Il y a tout aussi lamentable que le dox entre anons, c’est le dox sur des particuliers. Il y a quelques mois, des policiers pris au hasard ont vu leurs identités, adresses, numéros de téléphone et autres informations, publié sur le net par des anons englués dans un pseudo délire de représaille. Encore une fois, où est la cohérence ? Pourquoi s’attaquer lâchement à des particuliers (car les flics sont d’abord des individus que l’on doit défendre) ? C’est lâche, profondément immature, en contradiction totale avec cet esprit de la défense de la vie privée. Diffusion d’ activités frauduleuses au sein de la police, oui Anonymous joue son rôle, cela entre dans sa lutte, mais la diffusion d’informations de données personnelles des policiers pris au hasard, non, c’ est incohérent. Comment peut-on ensuite expliquer à la population qu’ on se bat pour eux après ce type d’opération ?

On retrouve la même situation dans les opérations contre la pédophilie (voir le numéro 3 précédent de VoX qui développe ce sujet). Sous prétexte d’une lutte contre la pédophilie (qui en soi est tout à fait légitime), des anons publient des listes de personnes qu’ils ont identifiées comme délinquants sexuels. Mis à part le fait que cela court-circuite les procédures en cours, c’est prendre le risque d’accuser un innocent de pédophilie sur la place publique. Ça s’ appelle du lynchage, c’ est, là, la possibilité de détruire des familles, de détruire des vies. Bien sûr, les anons qui pratiquent ces opérations vous diront : « on est sûr de sa culpabilité à 99% ». Et le 1% restant alors ? Le 1% ne suffirait-il pas, par précaution, à abandonner de telles pratiques périlleuses ? Et comment les anons peuvent-ils s’ octroyer le pouvoir de jugement, la légitimité à dresser une culpabilité ? Les anons ne sont pas des justiciers au-dessus de tout et qui fixent des jugements.

Contre ces dérives, il est nécessaire de sensibiliser les anons à ne pas franchir certaines limites. Anonymous s’ attaque aux sphères d’influence, aux activités de ces sphères, mais ne doit pas s’ attaquer aux particuliers. C’est d’ ailleurs pour cette raison que Facebook, qui pourtant ne vole pas haut dans le cœur des anons, ne sera jamais attaqué, car s’ en prendre aux réseaux sociaux, c’ est s’ attaquer à ses utilisateurs, aux particuliers, entraver la vie privée.

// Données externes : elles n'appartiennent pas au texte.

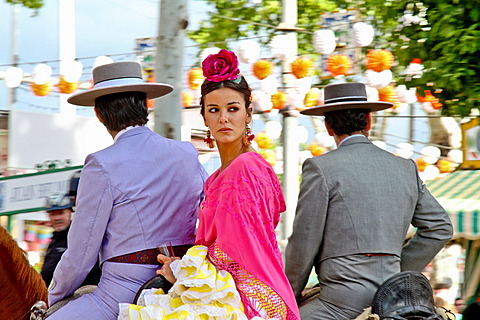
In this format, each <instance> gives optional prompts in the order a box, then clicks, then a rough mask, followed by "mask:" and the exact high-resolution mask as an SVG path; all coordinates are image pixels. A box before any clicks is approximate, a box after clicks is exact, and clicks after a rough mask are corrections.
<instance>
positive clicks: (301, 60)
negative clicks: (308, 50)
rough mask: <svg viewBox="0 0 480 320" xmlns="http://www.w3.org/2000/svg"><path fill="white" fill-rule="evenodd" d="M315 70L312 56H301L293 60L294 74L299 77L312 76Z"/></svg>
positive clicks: (292, 66)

Anonymous n’ a pas de chef, pas de règle stricto sensu, c’ est une nébuleuse aux mouvances diverses et autonomes, néanmoins Anonymous peut tout de même se doter d’une forme de déontologie. Elle est toute simple, et la plupart des anons la pratiquent déjà, parfois sans en avoir conscience :

  • On ne s’attaque pas aux médias quels qu’ils soient.
  • On ne s’attaque pas à des particuliers quels qu’ils soient (à moins que ce soit des blagues sympathiques et que ce ne sont pas des outrages à sa dignité. Ne soyons pas non plus coincé du cul ! ).
  • On ne met en péril l’anonymat ou la vie privée des anons ou des non anons.
  • On ne censure pas.

Ce sont des principes très simples, qui sont déjà partagés par la majorité des anons. Nous ne faisons là que les formuler.
Voilà donc la proposition que nous faisons au terme de cet article sur la transparence et l’opacité, article qui demeure un simple essai, pas plus.